6

Edna the taxi driver returned to pick up the hitchhiker. She did so out of simple kindness, and in no expectation of reward. The night was dark, the girl was young.

‘Silly old fart,’ she said of her last customer.

The girl unwound her yellow and brown knitted scarf in the warmth of the car. She had a lean, young face, stern rather than pretty, quick blue eyes and frizzed out hair of no particular colour. She said her name was Medusa, but people called her Mew.

‘That’s a funny name,’ said Edna.

The girl explained that her mother had been a Greek scholar who took the view that Medusa was Jason’s victim, and that serving him his own children in a pie was no less than he deserved. The mother had called her daughter after her favourite person.

‘I see,’ said Edna. But Mew thought she probably didn’t. Mew’s mother was a feminist. That too runs in the blood, not the brain.

‘My poor mother,’ said Mew. ‘They put her in a nut house, in the end. And it wasn’t even as if she got Medusa right. Jason’s girlfriend was Medea. Is it far to the Academy? I ran out of petrol.’

‘A couple of miles,’ said Edna. ‘But I’ll take you for free. No skin off my nose. What’s your business at Shrapnel?’ It was a puzzle. The girl was white, and so was hardly likely to be on the domestic staff of the Shrapnel Academy. And not having the gloss that money and power gives, she could hardly be a guest: nor could she be one of the students, for they were always male: nor one of the teaching staff, for they spoke with the soft authority of the privileged classes. This girl’s voice had a workaday, anxious twang.

‘I’m a journalist,’ said the girl. ‘Someone’s making a speech there tomorrow. Some general.’

Edna did not believe her. This was not, in her experience, how journalists looked and behaved. They did not wind themselves in woolly scarves, ride motorbikes and run out of petrol.

‘You don’t believe me,’ said the girl, ‘but it’s true. I’m on the staff of the Woman’s Times. It’s a new daily newspaper. Feminist. Have you heard of it?’

Edna hadn’t. How fast the world changed. One moment women stayed at home and baked steak and kidney pie; the next they drove taxis, published newspapers, and beef was bad for you and pastry worse.

‘If you give me your address,’ said Mew, ‘I’ll send you a copy of the Times. You really ought to read it. Every woman should. It will explain so much to you!’

Edna said she knew more than enough already. She sneezed and eased out a damp tissue from beneath the cuff of her sleeve and dabbed at her nose, which was bright pink and painful around the nostrils. She changed her mind and tucked back the tissue and sniffed up instead; it hurt less and was more efficacious, if noisier, and the girl was getting a free ride.

‘Is that it?’ asked the girl in alarm, when she saw the spotlit splendour of the Academy, and its flag flying proudly through the blizzard. She had assumed, on accepting the assignment, that she would be visiting some local College of Further Education, tucked somewhere at the back of a High Street in a country town. Mew had not envisaged anything so grand, nor anywhere so remote as this. She knew nothing about the army. How could she? Why should she?

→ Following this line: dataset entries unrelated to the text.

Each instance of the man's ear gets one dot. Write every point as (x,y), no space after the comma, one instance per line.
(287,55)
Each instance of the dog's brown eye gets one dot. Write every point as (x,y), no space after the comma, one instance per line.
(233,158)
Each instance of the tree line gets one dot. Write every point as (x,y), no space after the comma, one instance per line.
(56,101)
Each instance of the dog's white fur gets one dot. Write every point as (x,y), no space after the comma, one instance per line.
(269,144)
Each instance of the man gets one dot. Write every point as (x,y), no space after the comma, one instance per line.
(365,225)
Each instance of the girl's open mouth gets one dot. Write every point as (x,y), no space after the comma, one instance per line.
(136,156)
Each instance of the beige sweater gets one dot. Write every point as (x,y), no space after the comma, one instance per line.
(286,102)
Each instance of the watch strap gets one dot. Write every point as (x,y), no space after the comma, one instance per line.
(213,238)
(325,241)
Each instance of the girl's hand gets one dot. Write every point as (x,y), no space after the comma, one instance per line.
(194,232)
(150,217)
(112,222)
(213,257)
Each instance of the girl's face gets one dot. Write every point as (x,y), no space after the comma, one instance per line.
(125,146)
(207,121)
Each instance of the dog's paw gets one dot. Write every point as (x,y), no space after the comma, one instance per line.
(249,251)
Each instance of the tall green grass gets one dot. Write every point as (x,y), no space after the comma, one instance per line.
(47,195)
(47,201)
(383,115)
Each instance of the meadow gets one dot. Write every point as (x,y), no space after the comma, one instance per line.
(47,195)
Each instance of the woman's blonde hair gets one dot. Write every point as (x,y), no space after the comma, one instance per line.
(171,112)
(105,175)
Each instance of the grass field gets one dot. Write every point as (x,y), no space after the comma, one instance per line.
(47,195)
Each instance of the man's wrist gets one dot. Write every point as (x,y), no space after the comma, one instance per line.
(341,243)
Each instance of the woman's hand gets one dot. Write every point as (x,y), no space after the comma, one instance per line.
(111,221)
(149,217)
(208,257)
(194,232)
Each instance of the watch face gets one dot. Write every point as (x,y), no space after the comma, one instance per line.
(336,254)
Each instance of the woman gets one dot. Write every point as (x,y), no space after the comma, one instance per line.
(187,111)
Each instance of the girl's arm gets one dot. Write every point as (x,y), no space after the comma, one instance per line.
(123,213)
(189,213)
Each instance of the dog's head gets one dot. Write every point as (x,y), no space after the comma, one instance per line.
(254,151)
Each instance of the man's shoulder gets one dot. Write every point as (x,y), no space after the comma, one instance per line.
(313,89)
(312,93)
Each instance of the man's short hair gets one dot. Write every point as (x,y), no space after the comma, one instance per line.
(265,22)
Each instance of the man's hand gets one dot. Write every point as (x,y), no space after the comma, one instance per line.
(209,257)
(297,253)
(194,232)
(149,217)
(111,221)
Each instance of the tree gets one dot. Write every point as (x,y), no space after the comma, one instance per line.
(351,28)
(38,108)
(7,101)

‘That’s it,’ said Edna. ‘That’s the Shrapnel Academy, and thank God for it. It keeps the taxi-rank in business. We’d all be bankrupt otherwise.’

The taxi’s wheels stuck and spun in soft snow as Edna reversed and set off home. The sky was clearing; she could even see a star sparkling above the trees. If the snow stopped falling and then froze on the ground, and then started again, as the weather forecast suggested, there would be a hard weekend ahead on the roads.